When a front cover deems the book a heartbreaking page-turner you know you need to have tissues at the ready but what I didn't realise was that I would end up buried under a tissue mountain. What an emotional rollercoaster.....I wonder if there's a single person who can read this book from cover to cover and not shed a single tear. It's heartbreaking yet still emits that element of belief for life and love, a true beacon of hope.
The story within a story set up was framed to perfection with Annie and Sketch's narrative taking centre stage. Their fierce love for each other shone through the pages and melted my heart. True love is something to hold onto and keep close and treasure for always and Annie and Sketch's story portrayed that to the fullest.
Family was at the heart of this story with characters drawing strength from one another at such a difficult time. Each character had such a strong bond with Nana which was beautiful to witness and added to the emotional layers that weaved throughout the piece.
When You're Gone is a beautifully heartbreaking story of love and loss that will tear at your emotions but leave you with hope in your heart. Each page is filled with complete devotion to instill and inspire a life filled with true love.
There are so many things I would love to say about When You’re Gone and I am afraid anything that I do say won’t give this book the justice that it deserves. Brooke Harris’ talent for writing an emotionally gripping story will just grab you so deeply and never let go. Harris hits you hard with all the feels, all the emotions will just bubble forth and at times, will make you cry your eyes out. It is not often I read such a powerful story with such a strong message where I want to sit back and just remember and then go right back to the beginning and start reading all over again. For an example, my all time favorite movie is The Notebook by Nicholas Sparks. I went to see this movie every weekend in the theatres with a friend of mine and cried every single time until sadly, it left the theaters. Nothing I have ever read and no other movie ever came as close to what I felt for The Notebook, until I read When You’re Gone. Harris has done what so many other authors have tried to do….make me fall in love with a story.
Brooke Harris has created wonderfully written characters that you can root for, that you want to see their happiness even through all of the sadness. Holly is such an exceptional character. She is going through a tough time with her breakup from Nate and even tougher time accepting the fate of her unborn baby who is very ill. Sadly, during this time, her grandmother is also very sick and does not have much time left. Here we learn about Annie and her story and it so emotionally heartbreaking. But, Annie’s story is two-fold as it opens up Holly to learning how to live and find the strength within herself to go on and to find happiness.
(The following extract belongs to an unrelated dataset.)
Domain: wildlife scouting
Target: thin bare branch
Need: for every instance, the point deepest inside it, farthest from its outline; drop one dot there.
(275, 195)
When You’re Gone is told in the present and the past interweaving Annie’s story along with Holly’s in the present. I really found myself savoring every moment of this story as I just did not want it to end. I teared up for many scenes, sighed through many scenes (it just grabbed my heart), and then sobbed my eyes out. Wow! I am still in awe by what I have just read. Brooke Harris is a tremendously talented writer and it is times like this where I am so glad I read books.
When You’re Gone is simply captivating. It is emotionally heartbreaking and yet uplifting at the same time. It is a story about family, love, acceptance and knowing when to let go. I can not recommend this book highly enough. There are not enough stars to show just how much this book meant to me you will just have to read it for yourself in order to understand how much of a great book this truly is. Top read of the year!